| 02:42 Uhr

Stadt stärkt Rückgrat gesellschaftlichen Lebens

Lauchhammer. Die Vereine sind das starke Rückgrat des gesellschaftlichen Lebens auch in Lauchhammer. Doch das Budget ist begrenzt – und wird künftig, der Einwohnerentwicklung folgend, noch kleiner. kw/mf

Deshalb plant die Stadt, die Sportanlagen örtlich weiter zu konzentrieren.
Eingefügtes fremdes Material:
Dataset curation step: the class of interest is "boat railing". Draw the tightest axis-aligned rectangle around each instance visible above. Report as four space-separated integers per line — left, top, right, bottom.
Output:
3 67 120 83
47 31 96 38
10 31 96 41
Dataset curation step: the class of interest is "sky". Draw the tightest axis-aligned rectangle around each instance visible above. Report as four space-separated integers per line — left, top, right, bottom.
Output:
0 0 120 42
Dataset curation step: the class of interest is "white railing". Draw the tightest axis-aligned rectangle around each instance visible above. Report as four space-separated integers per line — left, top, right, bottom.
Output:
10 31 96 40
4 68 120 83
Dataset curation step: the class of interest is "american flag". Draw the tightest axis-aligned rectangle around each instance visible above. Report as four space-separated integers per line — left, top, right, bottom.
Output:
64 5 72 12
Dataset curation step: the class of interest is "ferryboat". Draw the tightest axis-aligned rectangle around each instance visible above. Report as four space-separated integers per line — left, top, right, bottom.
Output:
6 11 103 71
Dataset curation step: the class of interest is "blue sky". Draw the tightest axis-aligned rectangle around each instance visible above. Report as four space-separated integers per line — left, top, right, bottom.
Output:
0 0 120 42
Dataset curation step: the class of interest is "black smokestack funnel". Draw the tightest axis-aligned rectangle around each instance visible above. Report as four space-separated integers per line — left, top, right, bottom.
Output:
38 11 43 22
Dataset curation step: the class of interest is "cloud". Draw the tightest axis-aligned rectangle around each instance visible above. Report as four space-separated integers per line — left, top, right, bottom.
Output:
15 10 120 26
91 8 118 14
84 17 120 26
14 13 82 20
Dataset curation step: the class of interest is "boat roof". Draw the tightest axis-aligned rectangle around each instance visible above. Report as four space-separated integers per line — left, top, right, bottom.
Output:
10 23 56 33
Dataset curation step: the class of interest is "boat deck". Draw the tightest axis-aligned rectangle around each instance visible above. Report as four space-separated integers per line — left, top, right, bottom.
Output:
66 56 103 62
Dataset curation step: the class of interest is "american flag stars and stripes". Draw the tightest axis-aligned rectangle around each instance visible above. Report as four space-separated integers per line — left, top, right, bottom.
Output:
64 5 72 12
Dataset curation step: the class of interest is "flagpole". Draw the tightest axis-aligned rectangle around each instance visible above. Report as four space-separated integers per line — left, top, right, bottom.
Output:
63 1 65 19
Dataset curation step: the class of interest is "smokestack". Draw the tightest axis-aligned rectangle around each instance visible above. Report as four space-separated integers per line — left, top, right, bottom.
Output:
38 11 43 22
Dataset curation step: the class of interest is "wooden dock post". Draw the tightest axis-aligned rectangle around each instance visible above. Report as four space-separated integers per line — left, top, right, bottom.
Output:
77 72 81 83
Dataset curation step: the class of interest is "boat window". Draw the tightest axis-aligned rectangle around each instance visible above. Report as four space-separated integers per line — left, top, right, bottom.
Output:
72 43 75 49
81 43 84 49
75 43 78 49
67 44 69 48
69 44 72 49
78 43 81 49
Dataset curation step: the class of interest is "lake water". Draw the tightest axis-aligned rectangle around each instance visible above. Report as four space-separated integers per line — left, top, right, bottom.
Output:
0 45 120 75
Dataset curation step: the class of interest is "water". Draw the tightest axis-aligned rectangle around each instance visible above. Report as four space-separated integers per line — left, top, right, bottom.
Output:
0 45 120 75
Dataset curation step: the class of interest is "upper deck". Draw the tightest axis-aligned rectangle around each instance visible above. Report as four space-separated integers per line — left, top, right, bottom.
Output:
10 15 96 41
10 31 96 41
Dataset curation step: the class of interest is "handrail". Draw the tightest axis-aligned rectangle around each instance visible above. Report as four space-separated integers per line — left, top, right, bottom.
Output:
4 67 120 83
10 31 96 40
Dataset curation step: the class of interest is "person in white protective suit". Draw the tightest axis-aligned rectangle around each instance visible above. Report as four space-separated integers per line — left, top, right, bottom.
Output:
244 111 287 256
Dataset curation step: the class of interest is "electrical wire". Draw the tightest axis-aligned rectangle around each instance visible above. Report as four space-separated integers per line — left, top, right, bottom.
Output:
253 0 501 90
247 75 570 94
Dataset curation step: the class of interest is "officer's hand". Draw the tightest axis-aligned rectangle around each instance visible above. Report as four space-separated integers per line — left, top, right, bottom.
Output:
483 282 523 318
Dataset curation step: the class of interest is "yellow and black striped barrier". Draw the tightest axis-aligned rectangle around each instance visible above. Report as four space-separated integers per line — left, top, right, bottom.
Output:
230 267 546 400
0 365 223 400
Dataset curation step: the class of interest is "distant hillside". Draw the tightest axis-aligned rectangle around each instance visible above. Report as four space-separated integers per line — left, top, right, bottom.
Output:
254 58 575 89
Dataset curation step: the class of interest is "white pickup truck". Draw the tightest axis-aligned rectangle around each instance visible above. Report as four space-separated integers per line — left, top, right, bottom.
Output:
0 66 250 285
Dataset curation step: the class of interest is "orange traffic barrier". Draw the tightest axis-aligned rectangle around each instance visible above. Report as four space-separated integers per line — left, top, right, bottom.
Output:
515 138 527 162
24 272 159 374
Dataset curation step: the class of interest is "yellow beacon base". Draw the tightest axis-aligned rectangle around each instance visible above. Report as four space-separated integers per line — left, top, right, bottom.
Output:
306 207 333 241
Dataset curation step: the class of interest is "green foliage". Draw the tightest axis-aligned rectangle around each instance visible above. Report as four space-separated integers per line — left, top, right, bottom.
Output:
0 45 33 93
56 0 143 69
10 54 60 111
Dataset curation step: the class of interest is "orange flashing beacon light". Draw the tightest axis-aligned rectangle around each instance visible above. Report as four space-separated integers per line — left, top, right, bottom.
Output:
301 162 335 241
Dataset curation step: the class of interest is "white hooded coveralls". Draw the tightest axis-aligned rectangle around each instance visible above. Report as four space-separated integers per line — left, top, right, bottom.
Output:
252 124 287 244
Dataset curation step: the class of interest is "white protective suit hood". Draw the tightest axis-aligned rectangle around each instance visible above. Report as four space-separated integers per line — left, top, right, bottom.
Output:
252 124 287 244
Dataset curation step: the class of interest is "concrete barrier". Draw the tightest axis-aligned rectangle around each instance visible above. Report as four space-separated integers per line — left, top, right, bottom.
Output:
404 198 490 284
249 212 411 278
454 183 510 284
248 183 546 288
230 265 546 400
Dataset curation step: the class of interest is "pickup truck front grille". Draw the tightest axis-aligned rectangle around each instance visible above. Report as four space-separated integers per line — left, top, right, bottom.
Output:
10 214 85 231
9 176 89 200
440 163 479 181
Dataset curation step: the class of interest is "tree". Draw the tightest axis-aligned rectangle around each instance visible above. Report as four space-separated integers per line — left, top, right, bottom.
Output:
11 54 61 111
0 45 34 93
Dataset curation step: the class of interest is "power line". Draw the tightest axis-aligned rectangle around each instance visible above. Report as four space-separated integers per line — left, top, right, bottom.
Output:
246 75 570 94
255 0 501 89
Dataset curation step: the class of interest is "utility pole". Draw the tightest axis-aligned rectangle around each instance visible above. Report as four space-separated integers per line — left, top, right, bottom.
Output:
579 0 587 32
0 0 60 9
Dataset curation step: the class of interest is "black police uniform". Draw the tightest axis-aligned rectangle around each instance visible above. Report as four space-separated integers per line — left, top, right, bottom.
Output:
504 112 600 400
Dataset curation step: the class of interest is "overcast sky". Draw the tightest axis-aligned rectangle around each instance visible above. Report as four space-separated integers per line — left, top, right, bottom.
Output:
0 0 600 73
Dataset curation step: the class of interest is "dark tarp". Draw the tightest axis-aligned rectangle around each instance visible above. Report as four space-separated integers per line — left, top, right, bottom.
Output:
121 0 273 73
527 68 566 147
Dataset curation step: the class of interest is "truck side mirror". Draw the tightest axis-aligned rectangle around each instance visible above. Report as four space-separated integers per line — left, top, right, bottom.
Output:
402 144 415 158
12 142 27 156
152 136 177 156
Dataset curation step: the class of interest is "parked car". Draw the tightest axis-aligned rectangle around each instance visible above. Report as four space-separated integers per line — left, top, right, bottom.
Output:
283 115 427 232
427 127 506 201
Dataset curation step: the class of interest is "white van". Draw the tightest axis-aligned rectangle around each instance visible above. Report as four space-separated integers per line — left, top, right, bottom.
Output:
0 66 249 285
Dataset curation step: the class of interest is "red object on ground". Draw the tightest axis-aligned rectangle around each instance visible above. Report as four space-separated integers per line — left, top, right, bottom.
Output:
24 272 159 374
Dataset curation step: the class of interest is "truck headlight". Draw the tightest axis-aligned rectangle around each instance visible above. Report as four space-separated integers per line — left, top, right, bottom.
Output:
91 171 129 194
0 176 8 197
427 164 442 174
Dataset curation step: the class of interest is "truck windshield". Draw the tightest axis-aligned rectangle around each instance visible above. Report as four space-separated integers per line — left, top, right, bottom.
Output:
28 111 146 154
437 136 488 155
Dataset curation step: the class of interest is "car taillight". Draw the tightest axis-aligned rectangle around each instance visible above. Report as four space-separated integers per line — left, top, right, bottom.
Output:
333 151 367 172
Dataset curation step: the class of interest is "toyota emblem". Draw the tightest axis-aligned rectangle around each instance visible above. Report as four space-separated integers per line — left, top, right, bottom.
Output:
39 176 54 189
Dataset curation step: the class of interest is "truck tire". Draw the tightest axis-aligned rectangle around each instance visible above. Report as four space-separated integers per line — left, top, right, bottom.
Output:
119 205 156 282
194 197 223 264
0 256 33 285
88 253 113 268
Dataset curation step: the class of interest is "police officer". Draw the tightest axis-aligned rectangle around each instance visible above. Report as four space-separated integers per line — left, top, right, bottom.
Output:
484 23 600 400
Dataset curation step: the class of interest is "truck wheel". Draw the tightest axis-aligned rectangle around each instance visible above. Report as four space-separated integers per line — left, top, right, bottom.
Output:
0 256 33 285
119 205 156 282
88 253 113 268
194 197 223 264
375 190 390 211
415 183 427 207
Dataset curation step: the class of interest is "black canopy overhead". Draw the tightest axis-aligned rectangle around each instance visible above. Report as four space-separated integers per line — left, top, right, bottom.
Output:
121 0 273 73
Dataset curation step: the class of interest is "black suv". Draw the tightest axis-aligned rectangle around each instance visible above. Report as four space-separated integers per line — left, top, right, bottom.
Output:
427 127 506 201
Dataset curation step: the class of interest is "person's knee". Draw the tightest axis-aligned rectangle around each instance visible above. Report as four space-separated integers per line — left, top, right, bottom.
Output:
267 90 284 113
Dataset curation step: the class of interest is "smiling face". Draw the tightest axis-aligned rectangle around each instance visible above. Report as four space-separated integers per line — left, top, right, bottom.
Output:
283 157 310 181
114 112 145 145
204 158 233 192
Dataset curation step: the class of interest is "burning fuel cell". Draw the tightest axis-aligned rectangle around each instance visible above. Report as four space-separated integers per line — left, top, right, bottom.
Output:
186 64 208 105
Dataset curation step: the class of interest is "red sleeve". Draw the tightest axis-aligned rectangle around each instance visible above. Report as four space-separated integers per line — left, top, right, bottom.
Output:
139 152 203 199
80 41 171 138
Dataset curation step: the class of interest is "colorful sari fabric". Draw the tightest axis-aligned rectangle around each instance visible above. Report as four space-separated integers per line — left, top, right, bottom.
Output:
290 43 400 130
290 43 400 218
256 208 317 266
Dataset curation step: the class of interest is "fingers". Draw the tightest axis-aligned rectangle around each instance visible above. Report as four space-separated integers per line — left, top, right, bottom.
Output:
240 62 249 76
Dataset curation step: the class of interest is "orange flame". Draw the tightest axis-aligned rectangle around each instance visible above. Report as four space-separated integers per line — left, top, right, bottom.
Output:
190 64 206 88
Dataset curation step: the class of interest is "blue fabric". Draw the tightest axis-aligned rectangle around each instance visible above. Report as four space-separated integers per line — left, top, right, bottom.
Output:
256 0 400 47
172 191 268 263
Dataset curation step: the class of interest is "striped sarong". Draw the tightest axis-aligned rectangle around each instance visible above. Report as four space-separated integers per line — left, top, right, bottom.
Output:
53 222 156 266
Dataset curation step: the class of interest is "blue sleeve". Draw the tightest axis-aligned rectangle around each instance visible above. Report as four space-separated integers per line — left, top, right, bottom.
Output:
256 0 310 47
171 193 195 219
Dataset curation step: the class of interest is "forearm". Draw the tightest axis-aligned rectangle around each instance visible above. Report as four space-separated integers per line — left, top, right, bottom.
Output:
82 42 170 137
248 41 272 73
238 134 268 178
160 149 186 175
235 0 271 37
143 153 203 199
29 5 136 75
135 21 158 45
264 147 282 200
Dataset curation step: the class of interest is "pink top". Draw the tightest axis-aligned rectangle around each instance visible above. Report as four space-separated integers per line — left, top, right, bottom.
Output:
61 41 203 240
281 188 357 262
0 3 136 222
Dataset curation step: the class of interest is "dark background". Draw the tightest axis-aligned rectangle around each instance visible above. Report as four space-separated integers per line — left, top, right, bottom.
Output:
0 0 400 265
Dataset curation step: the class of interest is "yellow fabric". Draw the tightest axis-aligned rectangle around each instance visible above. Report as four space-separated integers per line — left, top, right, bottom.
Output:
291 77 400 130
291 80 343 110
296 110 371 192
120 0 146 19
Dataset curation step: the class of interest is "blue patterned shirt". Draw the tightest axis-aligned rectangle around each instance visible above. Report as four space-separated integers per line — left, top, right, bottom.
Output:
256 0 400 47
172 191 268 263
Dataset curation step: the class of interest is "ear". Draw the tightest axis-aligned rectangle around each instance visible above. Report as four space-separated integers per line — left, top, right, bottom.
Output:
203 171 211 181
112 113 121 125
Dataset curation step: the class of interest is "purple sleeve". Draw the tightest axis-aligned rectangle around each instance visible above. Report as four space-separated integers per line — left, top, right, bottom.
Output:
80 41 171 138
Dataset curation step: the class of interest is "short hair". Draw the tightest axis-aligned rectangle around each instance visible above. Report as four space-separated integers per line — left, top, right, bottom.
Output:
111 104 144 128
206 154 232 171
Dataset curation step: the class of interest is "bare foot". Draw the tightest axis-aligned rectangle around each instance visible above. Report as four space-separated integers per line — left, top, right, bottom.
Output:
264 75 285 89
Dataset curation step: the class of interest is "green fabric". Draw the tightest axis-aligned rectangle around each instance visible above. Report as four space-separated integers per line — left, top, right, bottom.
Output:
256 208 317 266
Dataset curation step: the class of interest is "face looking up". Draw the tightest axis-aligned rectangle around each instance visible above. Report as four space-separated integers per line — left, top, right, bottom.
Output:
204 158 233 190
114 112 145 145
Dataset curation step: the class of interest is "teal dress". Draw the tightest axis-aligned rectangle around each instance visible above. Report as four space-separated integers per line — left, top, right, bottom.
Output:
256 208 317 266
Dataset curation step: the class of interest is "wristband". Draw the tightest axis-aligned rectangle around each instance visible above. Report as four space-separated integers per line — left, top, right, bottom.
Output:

Ein Hartplatz am Waldstadion in Mitte soll zum multifunktionalen Kunstrasenplatz gemacht werden. Kicker und Hockeyspieler sollen hier gleichermaßen gut trainieren und Wettkämpfe austragen können. Alle Ballsportarten werden damit wetterunabhängig. Ein Sozialgebäude mit Sanitäranlagen auf dem ehemaligen Areal des Tennisvereins gehört zum avisierten Investitionspaket. Die vorhandenen Strukturen des Waldstadions sollen nachgenutzt werden. Diese Sportanlage ist in den 50er-Jahren mit der teilweise denkmalgeschützten Wohnstadt 1 für die Kokerei-Arbeiter errichtet worden. Besonders das Quartier im Herzen der Stadt Lauchhammer, die ursprünglich aus sieben Dörfern vereint wurde, soll weiter gestärkt werden. Das ist auch erklärtes Ziel des Stadtumbaus in der vom Bevölkerungsschwund gezeichneten Kommune, die sich dem weiteren Strukturwandel konsequent stellt. Auch für die neue Kegelanlage in Mitte sollen Töpfe der Städtebauförderung genutzt werden, die Lauchhammer noch öffnen kann..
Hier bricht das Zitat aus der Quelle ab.